Following Her Heart 

She would later go to college in Texas, and then to New York City to pursue acting as a profession. Years later, Marianne would return to Tryon for a friend’s wedding. It was there she met her husband, Mike Carruth, who is also a native of the area. 

The two would marry seven months later in 1994. They bought land along the Pacolet River Valley off Hwy 176. This was the same area where Mike’s ancestors settled in the 19th century. Their property along the Pacolet River extends up to the Saluda Grade Railway. Over the years, she and her family would walk through the wooded acres that lead up to the tracks. 

“I remember the last time we heard the steam engine scream along the tracks with my kids,” she recalls. 

Her husband began the Adventure School on their property in Tryon, and took numerous groups on hikes through the area’s natural beauty, often up to the railway tracks. “It has gorgeous creeks, rivers, and natural beauty.

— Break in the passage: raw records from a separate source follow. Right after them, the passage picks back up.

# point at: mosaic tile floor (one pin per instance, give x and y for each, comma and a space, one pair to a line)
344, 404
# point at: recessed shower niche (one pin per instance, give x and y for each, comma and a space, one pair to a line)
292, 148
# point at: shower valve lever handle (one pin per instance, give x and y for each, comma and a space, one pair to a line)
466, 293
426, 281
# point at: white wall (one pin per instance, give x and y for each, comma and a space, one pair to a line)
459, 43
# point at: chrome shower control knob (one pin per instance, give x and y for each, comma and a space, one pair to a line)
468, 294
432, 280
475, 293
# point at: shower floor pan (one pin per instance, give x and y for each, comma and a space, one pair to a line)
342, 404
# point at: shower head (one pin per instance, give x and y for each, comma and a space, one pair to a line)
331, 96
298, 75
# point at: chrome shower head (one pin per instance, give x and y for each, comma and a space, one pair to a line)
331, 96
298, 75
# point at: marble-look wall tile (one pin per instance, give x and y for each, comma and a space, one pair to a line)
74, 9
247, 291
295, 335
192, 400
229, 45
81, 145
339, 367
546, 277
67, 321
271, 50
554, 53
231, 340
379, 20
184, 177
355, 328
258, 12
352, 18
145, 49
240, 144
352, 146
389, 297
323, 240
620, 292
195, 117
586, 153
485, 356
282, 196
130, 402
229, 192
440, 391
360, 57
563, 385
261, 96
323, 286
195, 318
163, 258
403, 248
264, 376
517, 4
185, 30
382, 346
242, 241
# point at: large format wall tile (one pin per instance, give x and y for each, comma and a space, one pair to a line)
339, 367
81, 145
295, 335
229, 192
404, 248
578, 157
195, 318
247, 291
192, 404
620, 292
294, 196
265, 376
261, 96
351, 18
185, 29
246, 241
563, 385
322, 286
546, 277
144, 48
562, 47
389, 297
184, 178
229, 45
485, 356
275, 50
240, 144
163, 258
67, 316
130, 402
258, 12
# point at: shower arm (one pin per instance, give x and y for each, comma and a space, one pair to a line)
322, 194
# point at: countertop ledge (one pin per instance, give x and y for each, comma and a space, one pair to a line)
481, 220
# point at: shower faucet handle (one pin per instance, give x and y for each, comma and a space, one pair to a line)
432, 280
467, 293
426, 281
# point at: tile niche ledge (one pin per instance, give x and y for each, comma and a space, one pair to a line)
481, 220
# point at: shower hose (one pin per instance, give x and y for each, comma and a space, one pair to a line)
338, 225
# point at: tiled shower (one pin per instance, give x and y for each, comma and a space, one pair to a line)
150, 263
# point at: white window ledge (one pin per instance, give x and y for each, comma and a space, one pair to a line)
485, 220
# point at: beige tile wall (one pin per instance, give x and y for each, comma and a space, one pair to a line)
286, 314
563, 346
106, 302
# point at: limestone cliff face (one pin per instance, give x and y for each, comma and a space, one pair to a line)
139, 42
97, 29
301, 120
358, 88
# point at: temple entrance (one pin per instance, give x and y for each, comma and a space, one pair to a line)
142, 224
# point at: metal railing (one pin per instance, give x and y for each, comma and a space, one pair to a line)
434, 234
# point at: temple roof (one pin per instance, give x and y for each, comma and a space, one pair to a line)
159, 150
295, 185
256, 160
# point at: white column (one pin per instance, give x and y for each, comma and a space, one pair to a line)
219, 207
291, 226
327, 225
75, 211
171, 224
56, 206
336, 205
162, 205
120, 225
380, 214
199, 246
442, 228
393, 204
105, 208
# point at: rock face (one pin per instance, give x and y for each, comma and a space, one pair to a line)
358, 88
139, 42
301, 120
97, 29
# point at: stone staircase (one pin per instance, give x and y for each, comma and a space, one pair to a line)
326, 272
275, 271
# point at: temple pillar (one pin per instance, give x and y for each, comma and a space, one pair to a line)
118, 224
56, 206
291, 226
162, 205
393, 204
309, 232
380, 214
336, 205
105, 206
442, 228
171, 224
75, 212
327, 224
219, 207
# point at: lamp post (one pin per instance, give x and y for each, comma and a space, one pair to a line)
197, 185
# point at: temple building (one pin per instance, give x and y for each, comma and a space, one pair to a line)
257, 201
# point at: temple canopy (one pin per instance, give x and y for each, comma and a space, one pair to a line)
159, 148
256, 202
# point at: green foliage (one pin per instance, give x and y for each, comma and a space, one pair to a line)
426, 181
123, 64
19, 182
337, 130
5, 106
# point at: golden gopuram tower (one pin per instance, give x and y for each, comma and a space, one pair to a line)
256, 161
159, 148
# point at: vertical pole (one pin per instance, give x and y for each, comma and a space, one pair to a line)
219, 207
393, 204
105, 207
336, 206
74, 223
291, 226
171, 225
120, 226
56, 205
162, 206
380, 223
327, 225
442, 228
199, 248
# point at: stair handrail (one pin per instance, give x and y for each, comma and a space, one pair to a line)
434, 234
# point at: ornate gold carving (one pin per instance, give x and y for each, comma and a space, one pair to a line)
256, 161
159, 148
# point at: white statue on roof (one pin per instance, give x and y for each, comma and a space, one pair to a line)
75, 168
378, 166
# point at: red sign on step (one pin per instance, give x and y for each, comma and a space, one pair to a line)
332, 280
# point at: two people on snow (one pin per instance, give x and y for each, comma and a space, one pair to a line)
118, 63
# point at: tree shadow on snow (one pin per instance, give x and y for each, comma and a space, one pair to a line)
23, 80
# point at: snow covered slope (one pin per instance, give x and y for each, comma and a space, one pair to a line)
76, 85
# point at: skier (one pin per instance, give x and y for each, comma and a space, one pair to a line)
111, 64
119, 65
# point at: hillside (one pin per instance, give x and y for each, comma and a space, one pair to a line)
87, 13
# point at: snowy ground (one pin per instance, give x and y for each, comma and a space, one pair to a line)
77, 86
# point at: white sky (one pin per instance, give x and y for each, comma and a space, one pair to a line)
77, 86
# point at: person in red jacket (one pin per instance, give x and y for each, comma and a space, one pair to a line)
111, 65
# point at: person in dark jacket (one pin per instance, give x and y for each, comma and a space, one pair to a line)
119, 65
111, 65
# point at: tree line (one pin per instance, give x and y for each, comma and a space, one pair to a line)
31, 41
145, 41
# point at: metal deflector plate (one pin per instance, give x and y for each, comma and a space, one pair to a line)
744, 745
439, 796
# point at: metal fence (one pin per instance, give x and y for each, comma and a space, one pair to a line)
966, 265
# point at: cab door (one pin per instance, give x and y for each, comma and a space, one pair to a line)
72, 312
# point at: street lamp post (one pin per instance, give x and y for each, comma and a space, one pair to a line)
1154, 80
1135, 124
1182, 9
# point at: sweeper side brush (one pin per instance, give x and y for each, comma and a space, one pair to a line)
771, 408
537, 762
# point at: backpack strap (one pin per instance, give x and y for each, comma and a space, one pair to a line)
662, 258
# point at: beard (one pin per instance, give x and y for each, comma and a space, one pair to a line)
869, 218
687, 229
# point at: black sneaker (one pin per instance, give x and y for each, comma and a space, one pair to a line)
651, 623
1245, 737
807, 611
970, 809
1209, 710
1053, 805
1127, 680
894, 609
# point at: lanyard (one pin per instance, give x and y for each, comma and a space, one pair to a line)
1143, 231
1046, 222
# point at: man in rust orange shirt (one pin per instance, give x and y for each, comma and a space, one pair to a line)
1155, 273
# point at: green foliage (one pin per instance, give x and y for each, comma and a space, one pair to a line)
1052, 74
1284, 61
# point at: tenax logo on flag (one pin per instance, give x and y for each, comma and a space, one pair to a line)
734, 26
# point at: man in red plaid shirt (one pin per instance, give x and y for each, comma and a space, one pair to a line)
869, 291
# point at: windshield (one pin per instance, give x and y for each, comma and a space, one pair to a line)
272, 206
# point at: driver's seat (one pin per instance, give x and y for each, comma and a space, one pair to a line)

It’s been a great place for the Adventure School to grow,” shared Marianne. 

Now, their daughter Mattie is carrying on the legacy of The Adventure School and continues hikes and adventures in the same woods near her home.

Arts and the Railway

Throughout her life, Marianne has always had a love of performing arts. When her children were young, she led co-op classes for area homeschoolers at the Tryon Fine Arts Center. That led to her coordination of the Arts in Education program, among other programs for TFAC. “It’s a great space for self-expression,” shares Marianne, “I believe in letting your heart lead you, and adapting to what’s there to express yourself.” 

Marianne has spent 15 years working for the Tryon Fine Arts Center, and the last 10 serving as Executive Director. TFAC is a hub for world-class art, music, and theater performances. It also happens to be just a stone’s throw from the railway that’s been a constant in her family’s life. 

The nearby Saluda Grade railroad is now a potential 31-mile rail trail, connecting communities from Inman, SC to Zirconia, NC. 

As she considers the proposed Saluda Grade rails-to-trails system, Marianne notes, “I think it will provide a great place to exercise and connect people, programs, and audiences to our community.”

Marianne continues, “I feel that there are dots that can be connected and we can use the arts to do that.” She considers how “we could connect stories from the valley to stories along Landrum and Saluda through the Saluda Grade Trail.” Adding, “It could become a way to tell the story of our community through the arts.” 

“There’s some real work that will need to happen,” Marianne continues, “but if it’s planned well and people work together,” she believes that change could positively impact our community and the overall health of the railway. 

Surrounded by her husband, four siblings, two children, and grandson in the place they have always called home, Marianne can reflect on the power of the Saluda Grade Railway in her family’s life. Looking ahead, she is optimistic that it will continue to be “the connection” to a bright future for her family and the Tryon arts community. 

This is the fifth in a series of articles about the local people whose lives are intertwined with the past, present, and possible future of the Saluda Grade Trail.